Second, there is the wider case of technology change. At the same time as their urban populations were booming, pigeons were becoming less and less useful to humans. While small flocks were still deployed in certain circumstances (such as military combat), for the most part the pigeon post was wiped out by the development of the telephone in the late 19th century. Not many people were eating squab meat anymore. This meant that their place in society, from a human perspective at least, had shifted from useful to harmful.
The final known pigeon-based postal service was retired in 2002 (in Odisha, India). The reason? Reliable broadband internet had arrived, and airborne avian mail was no longer a necessity. Technologies come and go, and how we communicate information is no different. The wheel of change grinds on.

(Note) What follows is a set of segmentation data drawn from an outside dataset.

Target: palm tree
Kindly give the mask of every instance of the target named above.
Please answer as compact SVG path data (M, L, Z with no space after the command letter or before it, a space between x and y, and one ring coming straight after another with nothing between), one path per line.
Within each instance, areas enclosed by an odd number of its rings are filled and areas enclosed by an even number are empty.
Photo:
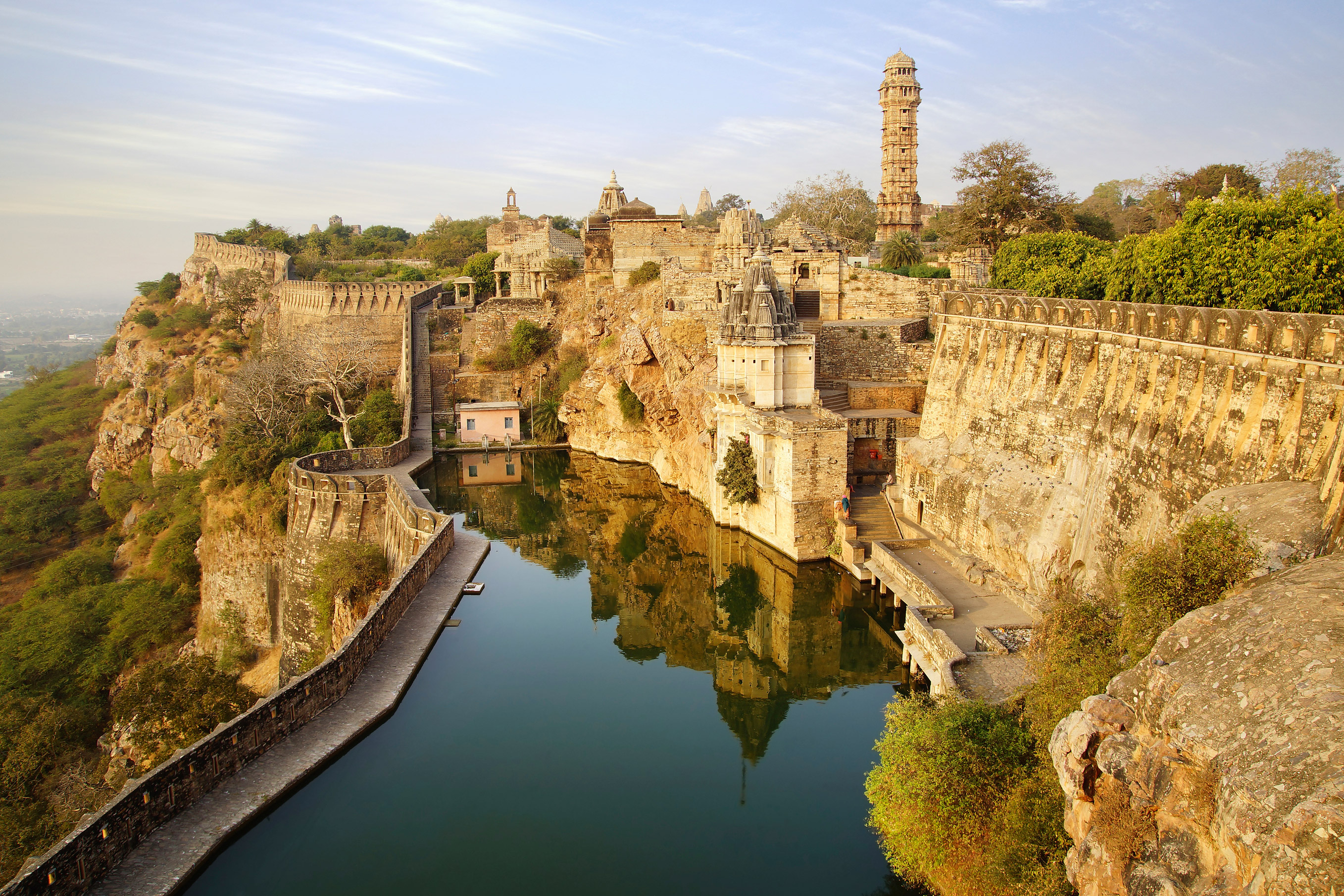
M923 247L914 234L896 234L882 247L882 266L887 269L918 265L923 261Z
M554 398L542 399L532 408L532 435L542 442L559 442L564 435L564 424L560 423L560 403Z

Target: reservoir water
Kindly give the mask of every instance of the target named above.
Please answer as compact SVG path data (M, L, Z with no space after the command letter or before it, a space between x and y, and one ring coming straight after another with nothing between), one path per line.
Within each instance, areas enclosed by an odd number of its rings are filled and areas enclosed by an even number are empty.
M493 540L396 712L187 892L907 893L864 823L905 688L870 595L645 466L442 457Z

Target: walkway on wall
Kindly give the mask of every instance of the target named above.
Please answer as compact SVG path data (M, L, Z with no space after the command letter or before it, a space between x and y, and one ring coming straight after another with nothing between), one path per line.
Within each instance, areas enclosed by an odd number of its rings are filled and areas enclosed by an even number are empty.
M417 505L433 505L415 484L415 474L434 462L429 390L430 305L411 312L411 453L391 467L341 470L344 476L390 476ZM415 672L438 639L462 595L462 586L480 568L489 540L454 532L454 544L425 587L406 609L376 654L339 701L285 740L247 763L226 783L202 797L180 815L156 827L90 892L148 896L173 892L220 849L230 836L276 799L333 760L355 739L396 709Z
M386 473L386 470L378 470ZM242 833L249 821L396 709L415 672L457 609L491 543L458 531L444 562L421 588L351 689L329 709L155 829L90 892L99 896L171 893Z
M1027 681L1025 657L1021 653L996 654L984 650L977 629L1031 626L1031 614L992 587L974 584L958 572L952 562L957 556L952 548L913 521L895 516L879 486L866 485L853 490L849 524L855 527L852 540L863 545L864 559L860 560L856 555L852 566L843 556L839 562L851 574L859 574L863 579L872 578L875 583L880 572L880 586L890 588L902 604L926 607L922 610L923 622L942 633L938 638L946 635L942 660L949 656L953 658L952 674L962 693L999 701L1012 696ZM874 559L874 544L882 544L883 556L896 562L898 567L903 564L907 570L900 574L906 578L905 582L900 576L887 575L898 571L888 560ZM934 603L937 606L930 606ZM907 647L913 643L906 633L898 633L898 637ZM923 645L925 649L927 646ZM907 649L907 658L918 654L921 664L937 661L925 649ZM965 654L964 660L956 657L958 650ZM931 669L925 672L937 674Z

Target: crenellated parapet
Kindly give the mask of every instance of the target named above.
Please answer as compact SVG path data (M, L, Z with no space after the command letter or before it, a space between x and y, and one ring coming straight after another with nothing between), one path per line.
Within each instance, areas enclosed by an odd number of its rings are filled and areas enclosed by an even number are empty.
M942 293L906 516L1044 594L1179 528L1204 496L1309 482L1344 508L1344 316Z
M285 253L226 243L214 234L196 234L191 258L181 269L183 286L212 285L220 274L241 269L265 274L273 286L292 274L290 258Z
M1042 298L1007 292L942 293L934 313L1025 326L1095 330L1293 361L1344 364L1344 316ZM1060 330L1063 332L1063 330Z
M442 283L423 281L376 281L368 283L328 283L290 279L280 287L282 316L402 316L414 300L438 296Z

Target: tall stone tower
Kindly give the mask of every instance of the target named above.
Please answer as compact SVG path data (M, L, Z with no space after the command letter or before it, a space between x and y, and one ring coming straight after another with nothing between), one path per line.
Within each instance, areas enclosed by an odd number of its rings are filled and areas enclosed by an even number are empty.
M878 193L878 240L896 234L918 234L919 181L915 176L919 132L919 82L915 60L903 52L887 58L886 77L878 87L882 106L882 192Z

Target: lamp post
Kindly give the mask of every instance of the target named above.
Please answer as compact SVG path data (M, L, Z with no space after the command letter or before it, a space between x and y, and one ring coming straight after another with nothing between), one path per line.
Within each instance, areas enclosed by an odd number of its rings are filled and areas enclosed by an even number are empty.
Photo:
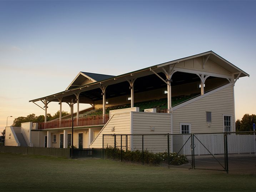
M7 117L7 120L6 121L6 127L7 126L7 123L8 123L8 118L9 117L12 117L12 116L8 116L8 117Z

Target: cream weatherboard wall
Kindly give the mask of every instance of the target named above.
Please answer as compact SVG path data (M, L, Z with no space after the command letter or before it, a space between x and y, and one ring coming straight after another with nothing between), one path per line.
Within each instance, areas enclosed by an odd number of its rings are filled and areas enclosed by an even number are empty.
M21 131L27 146L30 146L30 131L32 127L32 122L26 122L21 123Z
M136 110L136 108L124 109L125 110L120 110L121 111L120 113L117 112L116 110L114 112L111 111L110 118L92 141L90 145L90 147L102 148L103 134L131 134L131 111ZM111 131L111 129L113 131Z
M31 143L33 147L45 147L45 136L47 136L46 131L31 130L30 135Z
M171 133L171 115L159 113L132 112L132 134ZM154 131L151 130L154 127Z
M184 106L180 105L181 107L174 107L173 133L181 133L181 123L190 125L191 133L223 132L224 115L231 116L231 130L235 131L233 88L230 84L199 96L190 103L189 101ZM210 123L206 122L206 111L211 112Z
M5 127L5 145L6 146L19 146L18 140L16 137L14 128L20 128L15 127L12 126Z

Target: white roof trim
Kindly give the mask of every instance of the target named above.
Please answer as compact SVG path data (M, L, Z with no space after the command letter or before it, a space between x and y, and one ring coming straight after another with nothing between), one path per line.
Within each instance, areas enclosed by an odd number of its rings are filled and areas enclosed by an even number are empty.
M69 84L69 85L67 87L67 89L66 89L66 90L68 90L69 89L69 88L72 85L72 84L73 84L73 83L77 79L77 78L78 77L78 76L80 75L82 75L84 76L84 77L86 77L88 79L90 79L92 81L94 82L96 82L97 81L95 80L95 79L93 79L90 77L89 77L89 76L86 75L85 74L84 74L83 73L82 73L81 72L79 72L79 73L77 74L77 75L76 76L75 78L74 79L74 80L72 81L72 82L71 82L71 83Z
M190 56L190 57L185 57L182 59L177 59L176 60L175 60L174 61L170 61L169 62L167 62L166 63L165 63L162 64L160 64L160 65L157 65L157 68L159 67L164 67L165 66L166 66L167 65L171 65L172 64L174 64L175 63L178 63L179 62L183 61L185 61L186 60L188 60L189 59L194 59L196 57L201 57L202 56L204 56L205 55L209 55L210 54L212 54L214 55L215 56L218 57L218 58L220 59L221 59L223 61L225 62L227 64L228 64L230 65L232 67L234 67L238 71L241 72L242 73L244 74L246 76L247 76L248 77L250 77L250 75L248 74L247 73L245 72L242 70L240 69L238 67L237 67L236 66L234 65L232 63L231 63L229 61L227 61L226 59L223 58L218 55L217 54L212 51L208 51L207 52L205 52L205 53L201 53L200 54L198 54L197 55L193 55L192 56Z

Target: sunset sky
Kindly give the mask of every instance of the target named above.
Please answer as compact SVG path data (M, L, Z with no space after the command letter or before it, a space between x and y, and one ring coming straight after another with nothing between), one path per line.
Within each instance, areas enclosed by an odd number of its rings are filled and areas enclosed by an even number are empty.
M118 75L211 50L250 75L236 83L236 119L255 114L255 1L0 1L0 132L8 116L10 126L44 115L29 101L79 71Z

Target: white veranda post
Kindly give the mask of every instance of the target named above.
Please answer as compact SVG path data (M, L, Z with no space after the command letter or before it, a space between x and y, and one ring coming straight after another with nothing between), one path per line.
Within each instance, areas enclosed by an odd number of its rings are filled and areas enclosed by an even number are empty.
M197 74L196 75L199 77L201 80L201 95L202 95L205 94L204 86L205 83L205 80L210 76L206 75L203 74Z
M150 68L150 71L152 71L157 76L159 77L162 81L167 84L167 110L169 113L172 113L172 108L171 107L171 77L172 75L176 72L174 69L176 64L172 67L172 69L171 69L171 66L169 65L168 69L166 70L164 67L162 68L162 70L164 73L165 75L166 79L165 80L162 78L161 76L156 73L153 69Z
M131 89L131 107L133 107L134 106L134 82L136 78L129 80L126 79L126 80L130 84L130 88Z
M107 88L107 86L104 86L102 84L100 84L99 85L99 87L102 91L102 110L103 110L103 116L102 119L103 123L105 123L105 115L106 114L106 89Z
M76 125L78 125L78 118L79 117L79 95L80 93L75 94L76 97L76 102L77 105L77 112L76 112Z
M62 104L62 97L58 98L58 100L59 101L59 104L60 105L60 125L61 122L61 118L62 116L62 109L61 108Z

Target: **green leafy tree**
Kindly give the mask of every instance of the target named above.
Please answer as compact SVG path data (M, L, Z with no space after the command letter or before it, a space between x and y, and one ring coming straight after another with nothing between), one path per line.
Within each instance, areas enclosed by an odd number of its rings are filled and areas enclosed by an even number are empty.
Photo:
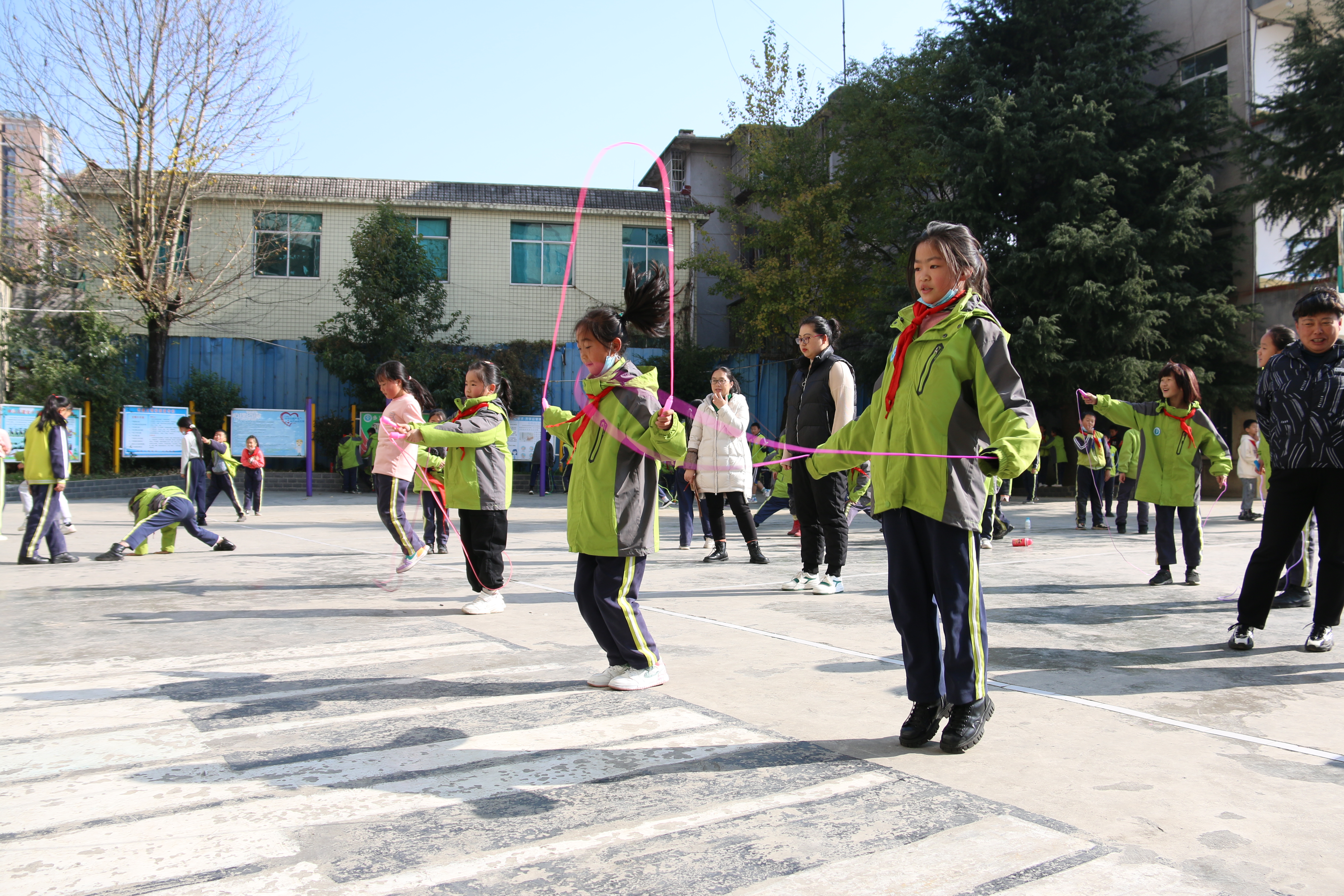
M23 304L58 313L11 312L7 400L42 404L55 392L77 407L89 402L90 469L112 469L121 406L149 400L148 383L136 379L126 364L126 332L97 302L78 294L30 294ZM59 313L66 310L74 313Z
M177 403L191 402L196 408L196 427L206 438L214 435L215 430L223 429L224 416L235 407L246 407L246 400L237 383L226 380L214 371L200 371L195 367L177 387Z
M1176 47L1134 0L972 0L952 26L925 116L954 191L926 212L982 240L1038 403L1149 398L1169 357L1215 404L1245 400L1232 210L1210 175L1226 99L1149 81Z
M1282 87L1242 125L1238 156L1251 177L1250 199L1263 203L1270 220L1296 227L1288 235L1292 273L1313 279L1341 263L1329 236L1344 204L1344 0L1318 3L1292 21L1278 50Z
M871 281L849 254L852 200L831 177L837 146L820 86L777 47L774 27L742 75L743 105L728 103L737 161L724 172L734 201L716 207L738 232L734 253L707 250L687 262L730 296L739 349L794 353L801 314L847 318L872 301ZM820 114L818 114L820 113Z
M410 359L441 333L446 344L465 341L469 318L457 310L445 318L448 294L434 262L411 222L391 203L380 203L360 218L349 243L353 261L336 279L345 310L319 324L319 336L305 341L360 403L382 407L374 369L383 361L402 360L419 379L417 371L426 368L410 364ZM422 360L434 367L444 361L441 353L430 355Z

But not all is lost. Just as largely redundant canal networks still criss-cross the UK, marking the contemporary landscape with traces of a foregone era, the presence of pigeons is partly an echo of a different economic age. These remarkable but underappreciated navigators may no longer play a major role in the daily workings of society, but that does not mean they are unimportant. The world may have moved on, but in their own small way pigeons helped us get to where we are. One last message, it seems.